Migration guide¶
Note
You can interact with aimet_torch
through the high-level APIs in the same way.
Methods like QuantizationSimModel.compute_encodings()
and QuantizationSimModel.export()
will remain the same.
It may require little work to convert your code from aimet_torch 1.x to aimet_torch 2 only if you are
using low-level internal components of QuantizationSimModel
.
aimet_torch 1.x vs aimet_torch 2¶
Migration to aimet_torch 2 enables access to new features, easier debugging, and simpler code that is easier to extend. This guide provides an overview of the migration process and describes the fundamental differences between the two versions.
Before migrating, it is important to understand the behavior and API differences between aimet_torch 1.x and aimet_torch 2. Under the hood, aimet_torch 2 has a different set of building blocks and properties than aimet_torch 1.x, as shown below:
Migration Process¶
Following are some code examples to help you understand how low-level internal components of
QuantizationSimModel
have changed from aimet_torch 1.x to aimet_torch 2.

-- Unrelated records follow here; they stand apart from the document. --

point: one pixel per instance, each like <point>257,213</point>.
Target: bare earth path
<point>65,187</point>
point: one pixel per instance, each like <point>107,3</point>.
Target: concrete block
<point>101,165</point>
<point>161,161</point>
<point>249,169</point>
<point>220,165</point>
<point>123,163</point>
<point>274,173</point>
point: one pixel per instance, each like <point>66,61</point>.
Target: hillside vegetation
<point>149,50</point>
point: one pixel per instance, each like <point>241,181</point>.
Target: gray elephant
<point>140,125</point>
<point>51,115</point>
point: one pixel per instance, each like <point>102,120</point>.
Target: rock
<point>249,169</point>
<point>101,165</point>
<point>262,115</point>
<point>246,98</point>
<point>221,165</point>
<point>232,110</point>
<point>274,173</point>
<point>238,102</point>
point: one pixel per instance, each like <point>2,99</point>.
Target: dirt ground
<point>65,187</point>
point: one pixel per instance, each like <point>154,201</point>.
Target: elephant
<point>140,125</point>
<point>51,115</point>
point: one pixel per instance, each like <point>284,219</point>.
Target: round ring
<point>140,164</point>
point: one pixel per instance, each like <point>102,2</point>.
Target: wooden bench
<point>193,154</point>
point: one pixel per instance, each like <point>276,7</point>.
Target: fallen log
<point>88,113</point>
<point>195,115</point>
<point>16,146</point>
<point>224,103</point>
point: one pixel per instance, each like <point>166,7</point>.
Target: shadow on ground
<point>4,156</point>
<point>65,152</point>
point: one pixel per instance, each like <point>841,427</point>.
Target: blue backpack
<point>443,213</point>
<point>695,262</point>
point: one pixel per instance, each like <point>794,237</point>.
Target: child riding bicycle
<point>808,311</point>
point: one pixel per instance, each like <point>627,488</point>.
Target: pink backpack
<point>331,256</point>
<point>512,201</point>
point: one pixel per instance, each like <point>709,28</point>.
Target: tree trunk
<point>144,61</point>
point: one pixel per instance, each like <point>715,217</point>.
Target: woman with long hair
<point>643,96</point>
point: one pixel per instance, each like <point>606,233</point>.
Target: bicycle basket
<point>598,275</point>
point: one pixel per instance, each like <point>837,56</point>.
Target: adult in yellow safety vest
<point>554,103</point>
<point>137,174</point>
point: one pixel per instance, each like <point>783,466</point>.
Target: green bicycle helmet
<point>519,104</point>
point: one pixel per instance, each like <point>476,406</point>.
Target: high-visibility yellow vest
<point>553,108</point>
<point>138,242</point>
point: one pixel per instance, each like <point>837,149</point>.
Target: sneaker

Moving from QuantWrapper to Quantized Modules¶
To enable quantization in aimet_torch 1.x, modules are wrapped with a QcQuantizeWrapper
. These
wrapped modules can be accessed as follows:
from aimet_torch.v1.quantsim import QuantizationSimModel as QuantizationSimModelV1
sim = QuantizationSimModelV1(...)
all_quant_wrappers = sim.quant_wrappers()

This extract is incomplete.